Gda Hearne, who was in his mid-40s and married with four children, lived in Waterford, where he was attached to the Waterford Divisional Traffic Corps operating out of Waterford Garda station in Ballybricken.

A former member of the Garda Water Unit, he was an experienced diver and had been honoured on a number of occasions for saving people in various river and sea rescues in recent years.

Garda colleagues in Waterford spoke of their shock at the news of Gda Hearne’s death.

“People are just hearing the news – it’s a huge shock because Dave was such a great colleague with a wicked sense of humour – a really popular guy who had won several awards for water rescues.”

Underlying his history of emergency work, an article in the Waterford News & Star in July, 2014 began with the poignant words, “Being in the right place at the right time is becoming something of a habit for a Garda David Hearne”.
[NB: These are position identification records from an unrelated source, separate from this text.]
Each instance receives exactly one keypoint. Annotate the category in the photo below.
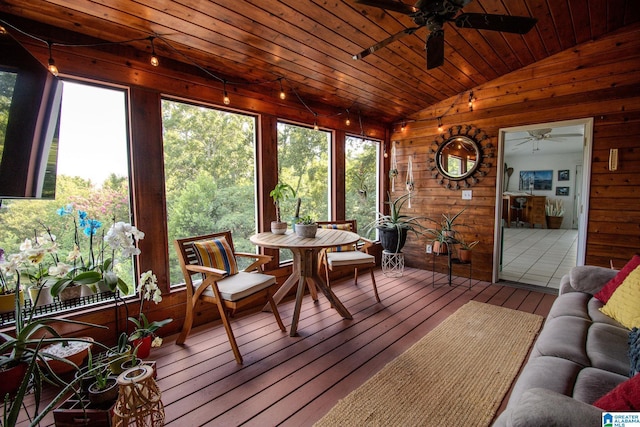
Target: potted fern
(280, 193)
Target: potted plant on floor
(394, 227)
(306, 227)
(280, 193)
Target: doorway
(547, 163)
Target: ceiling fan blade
(435, 49)
(385, 42)
(395, 6)
(505, 23)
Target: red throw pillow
(608, 289)
(625, 397)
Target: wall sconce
(613, 159)
(154, 59)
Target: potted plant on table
(394, 227)
(306, 227)
(280, 193)
(143, 337)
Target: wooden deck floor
(295, 381)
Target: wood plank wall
(598, 79)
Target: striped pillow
(216, 253)
(343, 248)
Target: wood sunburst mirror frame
(459, 156)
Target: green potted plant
(306, 227)
(280, 193)
(554, 210)
(394, 227)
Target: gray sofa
(579, 356)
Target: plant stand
(392, 264)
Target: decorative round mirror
(457, 157)
(460, 156)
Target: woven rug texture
(456, 375)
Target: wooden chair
(347, 257)
(211, 274)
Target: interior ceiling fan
(537, 135)
(434, 13)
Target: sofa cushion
(592, 383)
(608, 348)
(624, 304)
(540, 407)
(564, 337)
(551, 373)
(625, 397)
(609, 288)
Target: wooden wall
(598, 79)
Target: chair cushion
(216, 253)
(337, 259)
(343, 248)
(241, 285)
(624, 304)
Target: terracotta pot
(278, 227)
(8, 302)
(43, 298)
(143, 346)
(10, 379)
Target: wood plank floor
(295, 381)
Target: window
(303, 163)
(209, 159)
(361, 180)
(92, 176)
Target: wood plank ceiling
(310, 43)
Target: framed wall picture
(563, 175)
(540, 180)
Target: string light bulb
(154, 58)
(225, 99)
(52, 64)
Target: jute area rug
(456, 375)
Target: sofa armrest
(540, 407)
(590, 278)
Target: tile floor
(538, 256)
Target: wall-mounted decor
(535, 180)
(460, 156)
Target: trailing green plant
(280, 193)
(306, 220)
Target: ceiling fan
(537, 135)
(433, 14)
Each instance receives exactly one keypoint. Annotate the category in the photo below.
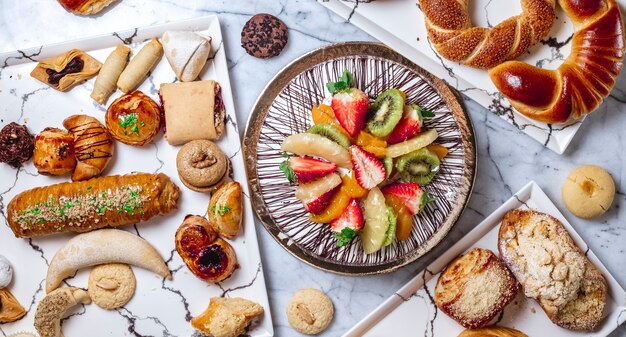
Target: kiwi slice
(328, 131)
(419, 166)
(385, 112)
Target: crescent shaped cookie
(100, 247)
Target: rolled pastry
(187, 53)
(110, 72)
(140, 66)
(193, 110)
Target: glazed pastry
(93, 146)
(111, 285)
(202, 166)
(53, 306)
(552, 270)
(66, 70)
(205, 254)
(106, 82)
(588, 191)
(54, 152)
(6, 272)
(474, 288)
(16, 144)
(133, 119)
(102, 247)
(225, 210)
(85, 7)
(492, 331)
(140, 66)
(187, 53)
(87, 205)
(10, 309)
(192, 110)
(226, 317)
The report centred on an incident in Dungarvan where Gda Hearne was stationed when a call was received about a man who was in trouble in the Colligan river estuary. As he told the newspaper afterwards, “all attempts to reach with lifebuoys were proving unsuccessful so I took off my uniform and swam towards him. The current was very strong and the man went under two or three times but I managed to secure him and using a lifebuoy as a floating aid, I managed to get him towards the shore”.

That same year, Gda Hearne jumped into the River Suir in Waterford City, to rescue a man who was losing consciousness in the water.

“With colleagues, I made my way to Rice Bridge and when we arrived, the man was on his back and drifting up river,” Gda Hearne said at the time.

“I made my way to Sallypark, crossed the old railway line and removed my stab vest and shoes before jumping over a railing onto the mud bank and into the river. When I got to him, I turned him over and managed to bring him back to the bank where he was transferred to one of the three rescue boats on the scene.

“With the crew members, we continued to carry out CPR until the man was transferred to a waiting ambulance.”

Seven years earlier, on April 21st, 2007, Gda Hearne was again involved in a water rescue when he received a call about a middle aged man in the River Suir.

Gda Hearne ran down the quayside, scrambled down a disused rope and swam through heavy currents to rescue the man who had lost consciousness in the river.

He hung on to a rope for 15 minutes, gripping the man tightly until the emergency services arrived. As reported in the Waterford News & Star at the time, “returning to Waterford Garda Station, he changed into his uniform and went back on duty”.

At 7.30pm the same evening, he received another call about a man who was in trouble in St John’s River. He jumped into the river again, getting pulled under water several times, but managed to pull the man to safety.